Seriously though, I don't much care for road hunting other than to locate birds and to find good fields to work. As silly as it may sound i really look forward to fall so I can get some much needed exercise and enjoy the walks with friends in the fields.

Just my two cents

Bob


----------



## flytier231 (Nov 1, 2005)

'scuse my ignorance, but I'm not from your area, so you can really jump out of your vehicle with a loaded shotgun and blast pheasants in the ditch!? WOW! What a difference a couple of states away makes! In WI it is illegal to hunt and shoot within 50 ft. of the centerline of a paved road. Guns must be in a zippered, or tied case in a vehicle. Unloaded of course. Here's where it gets really sticky: if I put my gun in the case while the case is IN the car, it is considered to be the same as having an uncased gun in the car, and illegal! You have to take the case out of the car to put the gun inside of it. That part comes under the category of "life is too short", or, not short enough for the person who thought that one up! Read the rules carefully if you come here to hunt!
To road hunting - I like Jiffy's comments about a guy being able to hunt the ditches if he has no access to private land, esp. since that will be my situation if I can do a short trip to ND to try and get my dog on some birds this fall. But just doing the jump and blast would be frowned upon here by most landowners even on the back roads where the 50 ft. doesn't apply. Seems like a pretty desperate and potentially dangerous way to get a bird. Besides, where's the "sport". If you want meat, sell your gun and buy chicken. It would be cheaper. 
Hey, I don't mean to offend anyone, but anyone who really "hunts" the totally "jump and blast" method, well, I guess I don't care if I offend them!
If I'm back again, I'll work on more brevity!


----------



## WingedShooter7 (Oct 28, 2005)

^^^dang thats gotta suck^^^


----------



## flytier231 (Nov 1, 2005)

It'd mainly suck if I got ticketed for violating. I've been lucky, and lately smart enough to case the gun outside the car.
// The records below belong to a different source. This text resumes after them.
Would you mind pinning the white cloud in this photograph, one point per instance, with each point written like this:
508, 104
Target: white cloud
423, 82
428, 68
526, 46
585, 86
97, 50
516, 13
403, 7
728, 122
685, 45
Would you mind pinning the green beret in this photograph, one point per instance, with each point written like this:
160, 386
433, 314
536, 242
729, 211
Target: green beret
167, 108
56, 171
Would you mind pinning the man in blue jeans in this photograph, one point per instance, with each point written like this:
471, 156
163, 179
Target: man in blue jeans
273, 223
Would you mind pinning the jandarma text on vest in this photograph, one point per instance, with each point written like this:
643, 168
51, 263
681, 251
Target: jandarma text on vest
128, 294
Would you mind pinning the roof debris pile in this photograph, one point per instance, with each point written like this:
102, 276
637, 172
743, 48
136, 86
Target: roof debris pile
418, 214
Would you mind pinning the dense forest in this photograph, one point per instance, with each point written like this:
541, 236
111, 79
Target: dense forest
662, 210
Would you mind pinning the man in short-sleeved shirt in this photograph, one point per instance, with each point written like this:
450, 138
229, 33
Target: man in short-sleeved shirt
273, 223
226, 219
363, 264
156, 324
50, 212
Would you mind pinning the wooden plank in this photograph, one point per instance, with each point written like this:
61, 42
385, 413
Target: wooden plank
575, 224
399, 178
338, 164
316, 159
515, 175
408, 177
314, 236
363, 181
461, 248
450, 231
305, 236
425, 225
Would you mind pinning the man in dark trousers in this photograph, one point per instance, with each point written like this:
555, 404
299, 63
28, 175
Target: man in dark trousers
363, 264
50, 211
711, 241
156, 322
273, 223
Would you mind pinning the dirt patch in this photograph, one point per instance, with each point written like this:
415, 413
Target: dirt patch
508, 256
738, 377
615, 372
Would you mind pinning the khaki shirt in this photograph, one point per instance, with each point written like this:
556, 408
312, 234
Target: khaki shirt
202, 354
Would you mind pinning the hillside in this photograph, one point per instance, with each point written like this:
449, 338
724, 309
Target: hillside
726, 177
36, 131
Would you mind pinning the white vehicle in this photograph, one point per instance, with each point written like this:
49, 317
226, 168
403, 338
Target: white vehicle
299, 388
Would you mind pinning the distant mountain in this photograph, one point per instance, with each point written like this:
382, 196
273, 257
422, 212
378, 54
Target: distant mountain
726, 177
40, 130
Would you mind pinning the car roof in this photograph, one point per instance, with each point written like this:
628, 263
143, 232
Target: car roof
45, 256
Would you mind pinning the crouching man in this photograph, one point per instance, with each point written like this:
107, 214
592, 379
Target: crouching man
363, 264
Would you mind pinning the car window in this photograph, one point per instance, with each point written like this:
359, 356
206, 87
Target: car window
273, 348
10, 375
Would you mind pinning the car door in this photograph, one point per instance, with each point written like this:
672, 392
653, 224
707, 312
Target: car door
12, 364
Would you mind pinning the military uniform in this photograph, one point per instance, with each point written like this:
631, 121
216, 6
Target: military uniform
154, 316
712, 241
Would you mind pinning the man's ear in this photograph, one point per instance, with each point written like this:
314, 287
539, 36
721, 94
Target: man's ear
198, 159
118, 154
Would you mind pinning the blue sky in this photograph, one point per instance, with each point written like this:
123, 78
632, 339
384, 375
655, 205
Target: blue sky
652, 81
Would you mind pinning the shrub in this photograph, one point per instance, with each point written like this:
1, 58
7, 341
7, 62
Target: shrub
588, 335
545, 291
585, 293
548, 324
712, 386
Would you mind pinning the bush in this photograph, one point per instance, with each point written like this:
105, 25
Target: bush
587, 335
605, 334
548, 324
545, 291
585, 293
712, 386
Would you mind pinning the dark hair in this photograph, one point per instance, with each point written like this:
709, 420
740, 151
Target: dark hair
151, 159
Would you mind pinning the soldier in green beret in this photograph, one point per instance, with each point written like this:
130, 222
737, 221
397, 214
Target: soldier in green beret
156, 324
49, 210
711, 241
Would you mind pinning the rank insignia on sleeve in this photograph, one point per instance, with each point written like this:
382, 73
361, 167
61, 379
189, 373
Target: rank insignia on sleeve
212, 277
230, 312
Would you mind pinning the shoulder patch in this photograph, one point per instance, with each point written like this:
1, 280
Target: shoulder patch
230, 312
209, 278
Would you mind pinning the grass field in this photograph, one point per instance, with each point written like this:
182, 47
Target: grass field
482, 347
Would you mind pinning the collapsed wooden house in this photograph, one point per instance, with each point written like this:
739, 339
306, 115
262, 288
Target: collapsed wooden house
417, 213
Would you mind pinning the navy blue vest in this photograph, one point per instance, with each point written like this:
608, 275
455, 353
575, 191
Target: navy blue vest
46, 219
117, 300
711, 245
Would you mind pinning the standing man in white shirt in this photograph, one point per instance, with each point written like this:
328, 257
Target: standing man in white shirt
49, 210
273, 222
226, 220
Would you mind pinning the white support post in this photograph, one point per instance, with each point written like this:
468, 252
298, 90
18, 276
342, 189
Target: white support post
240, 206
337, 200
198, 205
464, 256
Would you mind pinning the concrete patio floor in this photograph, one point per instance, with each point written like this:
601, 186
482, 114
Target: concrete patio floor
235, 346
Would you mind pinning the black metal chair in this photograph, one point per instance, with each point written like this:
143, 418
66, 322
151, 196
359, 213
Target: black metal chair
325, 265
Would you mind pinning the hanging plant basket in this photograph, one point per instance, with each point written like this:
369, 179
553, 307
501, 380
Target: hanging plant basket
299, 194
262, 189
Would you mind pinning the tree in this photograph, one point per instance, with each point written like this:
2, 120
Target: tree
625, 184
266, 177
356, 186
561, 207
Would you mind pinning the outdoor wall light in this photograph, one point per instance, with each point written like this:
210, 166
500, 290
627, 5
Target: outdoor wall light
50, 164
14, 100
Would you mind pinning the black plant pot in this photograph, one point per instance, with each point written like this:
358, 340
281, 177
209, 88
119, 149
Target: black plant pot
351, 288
Good news, for me anyway : my trip to ND is ON for next weekend. Hope we can find birds in more places than the ditches! My dog would resent the "jump and blast" style!


----------



## WingedShooter7 (Oct 28, 2005)

hope you have fun I myself and my dad and grandpa are going also this wknd in SD


----------



## MossyMO (Feb 12, 2004)

In ND you can legally have a loaded magazine or a receiver in the vehicle uncased on a non-paved road, the chamber has to be empty.


----------



## WingedShooter7 (Oct 28, 2005)

yeah in SD i put them in the magazine and then put a shell in after i exit the vehicle


----------



## aztec (Oct 27, 2005)

This has been an interesting discussion. As noted by another poster, road hunting in our state is essentially illegal already. What are the road hunting regulations in North Dakota and South Dakota pertaining to the situation where you see a pheasant in the ditch and then get out and try to have the dog put him up?


----------



## WingedShooter7 (Oct 28, 2005)

no time for dog just run into the ditch and flush him and then shoot him


----------